We have been together 14 years. 

I was not prepared for what the conselor said. He told me that H is a passive, non-empathetic, narcissist. I am a caretaker. My H may be the root of my depression as it coincides with the timeline of our relationship. I need to start standing up for myself. I can't let this go on for years to make a decision, that counseling starts taking root within 3 months. 

I am spinning, but paralyzed with his quick judgement. What is his goal? Is he trying to shake me up. To scare the crap out of me. Or try to make me not feel guilty for the demise of my marriage.

I have a little boy. I am capable of supporting him on my own. But I truly didn't expect to have to. 

Anyone have an experience like this?


----------



## WantsHappiness

I think that the counselor may have made a quick judgment. Probably not the best idea especially considering that he hasn’t had the individual session with your H yet. 

What the counselor doing is telling you the implications of what you’ve told him, there must have been things you told him that made him come to these conclusions. Give it some more time and keep an open mind. I’d say wait until you have the next joint session, see how the counselor reacts to you guys as a couple. If you don’t appreciate his approach you can try another counselor. 

FWIW, H and I went to 5 or 6 joint sessions before we really got into the meat of our issues. Hell, it was 3 or 4 sessions before the counselor even had a good understanding of our issues and he did make a couple snap judgments that he later reversed. 
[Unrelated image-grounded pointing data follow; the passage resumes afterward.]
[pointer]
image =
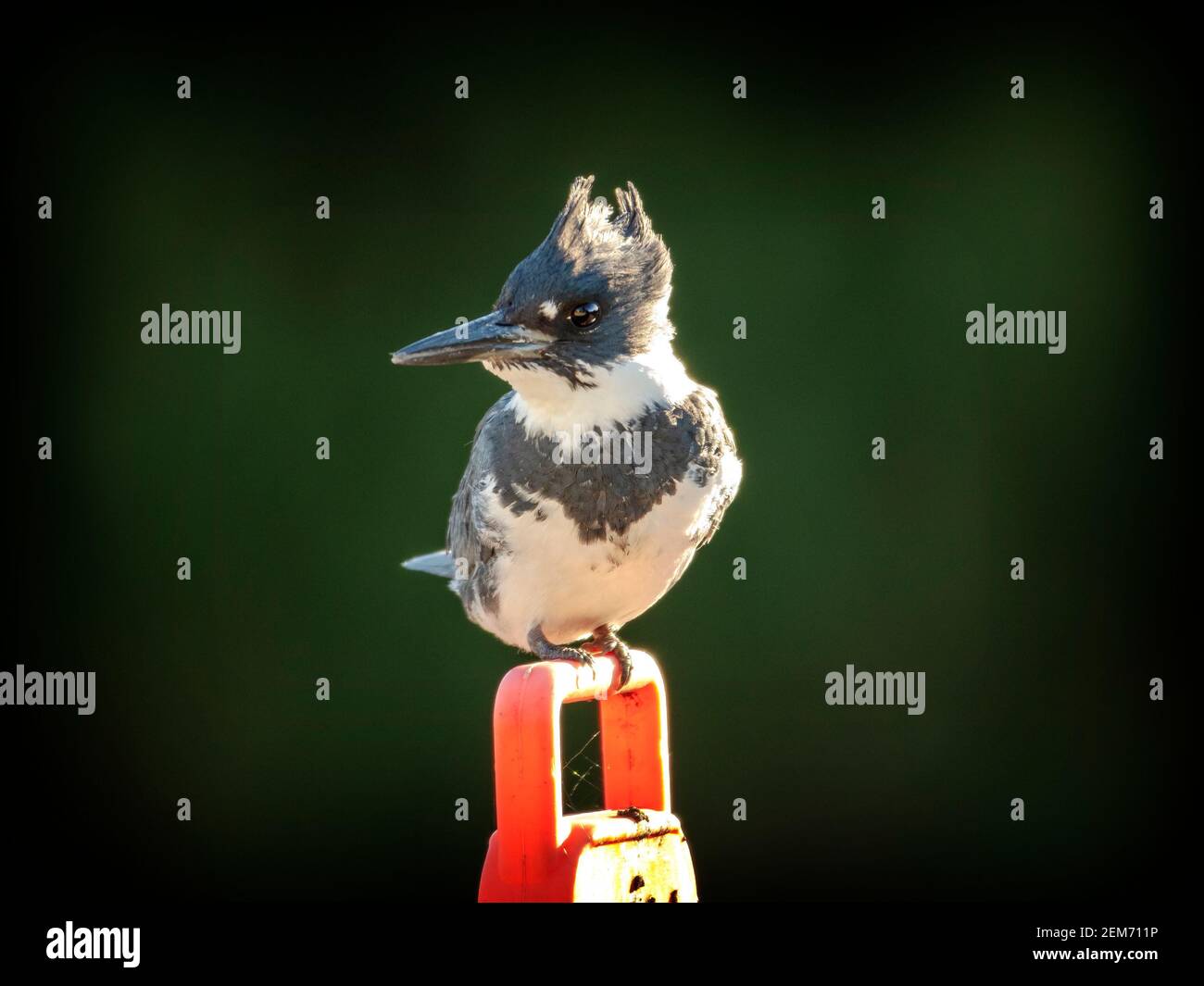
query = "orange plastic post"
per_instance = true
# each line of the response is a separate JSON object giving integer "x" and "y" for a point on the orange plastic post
{"x": 540, "y": 854}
"Narcissism is the personality trait of egotism, often used as a pejorative, denoting vanity, conceit, egotism or simple selfishness. Applied to a social group, it is sometimes used to denote elitism or an indifference to the plight of others." Narcissism - Wikipedia, the free encyclopedia


----------



## steve71

I tend to disbelieve all instant appraisals of marriages. I don't think a counselor can make an authoritative judgement on a complex fourteen year relationship in two one hour sessions. I'm not even sure that it's a counselor's business to make such pronouncements. They are not gods and are subject to the same failings as the rest of us. It seems to me the best they can do is furnish you with analytical tools and mediate a 'safe' space in which to arrive at your own views in the fulness of time. Otherwise why go back week after week, month after month if you got the full story on week two?


----------



## OneMarriedGuy

There are good mechanics and bad, good doctors and bad, good salespeople and bad...good counselors and BAD.


----------



## Blanca

funnygirl14 said:


> I was not prepared for what the conselor said. He told me that H is a passive, non-empathetic, narcissist. I am a caretaker. My H may be the root of my depression as it coincides with the timeline of our relationship. I need to start standing up for myself. I can't let this go on for years to make a decision, that counseling starts taking root within 3 months.
> 
> I am spinning, but paralyzed with his quick judgement. What is his goal? Is he trying to shake me up. To scare the crap out of me. Or try to make me not feel guilty for the demise of my marriage.


The counselor parroted back to you what you said to him. He told you exactly what you wanted to hear- that your marriage isnt your fault and your H is a jerk. If you go back and read your first paragraph you make your H sound like a complete narcissistic jerk. Why are you scared because the counselor agreed with you? He didnt say anything you didnt tell him. Your counselor doesnt know anything about your H except what you have told him. He's simply making you aware of how you feel about your H. Whether those things are actually true about your H or not is debatable. 

But if that was my counselor my concern would be- I wonder what he's saying to your H about you...Is the counselor just parroting back to your H that you are a nag and nothing is ever good enough for you? probably. 

Honestly, I think its genius. He's giving you both what you want. the question is, is it what you really want and is it what you really think about each other?


----------